The president's brother has characterized this and a subsequent payment of $200,000 as down payments on a $500,000 loan to him by Libya. The Justice Department has refused to accept the characterization of the payments as loans.
This and other personal memos included in the report provide a rare glimpse into the president's thinking about his brother.
On Feb. 23, 1979, the president dictated:
"I talked to Billy, who's in the hospital . . . We're also trying to work out some resolution of his financial problems. I told Kirbo [Atlanta lawyer Charles H. Kirbo, trustee of the president's financial holdings] to protect Billy's interests in any negotiations concerning the warehouse or Billy's land.
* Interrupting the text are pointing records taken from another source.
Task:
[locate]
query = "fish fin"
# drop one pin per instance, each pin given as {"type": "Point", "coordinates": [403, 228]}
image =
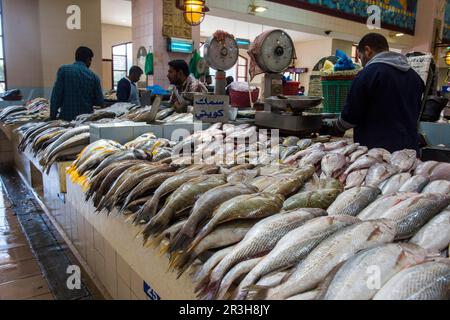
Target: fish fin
{"type": "Point", "coordinates": [255, 292]}
{"type": "Point", "coordinates": [375, 232]}
{"type": "Point", "coordinates": [324, 285]}
{"type": "Point", "coordinates": [180, 242]}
And I encouraged Sybil and Randy [Coleman] to discourage Billy from making any other trip to Libya; to try to keep him out of the newspapers for a few weeks; but let him regain his equilibrium."
The next day, the president dictated:
"I talked to Bert Lance this morning. He's to visit Billy this coming week, to encourage him to take care of his health, his finances, and to stay away from Libya for a while."
The president has acknowledged urging his brother to agree to register as an agent of Libya in telephone conversations last June 28 and July 1. He dictated notes on each talk, saying of the June 28 conversation:
"I talked to Billy about his helping Libya and his refusal to sign the foreign agents permit . . . This can become an embarrassing incident later on, particularly with American Jews."
The July 1 note said:
"I called Billy on the phone and urged him to sign the foreign agent certification concerning Libya. I don't know if he'll do it or not. He has been acting as their agent apparently. But he considers himself to be singled out, especially by [syndicated columnist] Jack Anderson and [New York Times columnist and former Nixon White House aide William] Safire -- which is probably true."
On July 7, just a week before Billy Carter filed the registration statement that set off the controversy, the president dictated this note on his brother's status:
"Billy seems to be feeling very good. Not drinking. Tanned. Plays golf. Harrassed by the government on the Libya deal."